Sensation(s) forte(s) dès le premier tableau avec ce lent atterrissage de trois interprètes sortant des limbes, encagés, chacun dans son paternoster tournicotant en forme d’œuf, avant de rejoindre le commun des mortels disposés en trois groupes prêts à les accueillir. Si le final du ballet nous a paru hésitant, il n’en est pas de même de l’entame avec deux-trois notes graves de musique, la lumière claire-obscure d’Éric Soyer, une scénographie étagée à la manière d’Available Light (1983) de Lucinda Childs, des mouvements empreints de délicatesse donnent le la. Ou, ce qu’Angelin Preljocaj appelle «l’atmosphère spécifique» d’une création autour du repos éternel, du deuil, de la perte, «façon de célébrer la vie». Loin d’être neutre, la séquence introductive évoquera la Sainte Trinité ou, plus prosaïquement, la crucifixion de Jésus à côté de deux larrons, un bon et un mauvais.

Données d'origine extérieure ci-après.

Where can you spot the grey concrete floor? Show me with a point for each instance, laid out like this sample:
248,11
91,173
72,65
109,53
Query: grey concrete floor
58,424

Pour traiter des différents types de rituels, le chorégraphe a choisi des airs et des chants très divers, religieux ou profanes, qu’il a montés et mixés sans interruption ou presque, une B.O qui aligne des «musiques» de György Ligeti, Wolfgang Amadeus Mozart, System of a Down, Johann Sebastien Bach, Hildur Guonadóttir, Gilles Deleuze (sic), d’auteurs anonymes, d’Olivier Messiaen, Georg Friedrich Haas, Jóhann Jóhannsson et 79D. Il a tôt fait, selon nous, de diffuser le Kyrie du Requiem de Mozart, accompagnés de mouvements d’ensemble tout aussi lyriques que les chœurs et d’un gros plan vidéo signé Nicolas Clauss sur des mains laissant couler du sable entre les doigts – métaphore funeste s’il en est. La lettre «R» de L’Abécédaire de Gilles Deleuze (1996) de Pierre-André Boutang est à peine audible, devenant signifiant pur, donc musique. Le penseur cite Primo Levi et parle de la Résistance – et donc de la Collaboration. Les passages de hard rock du groupe System of a Down sont la bonne surprise de la playlist et, pour les danseurs et les danseuses, prétexte à une dépense sans compter.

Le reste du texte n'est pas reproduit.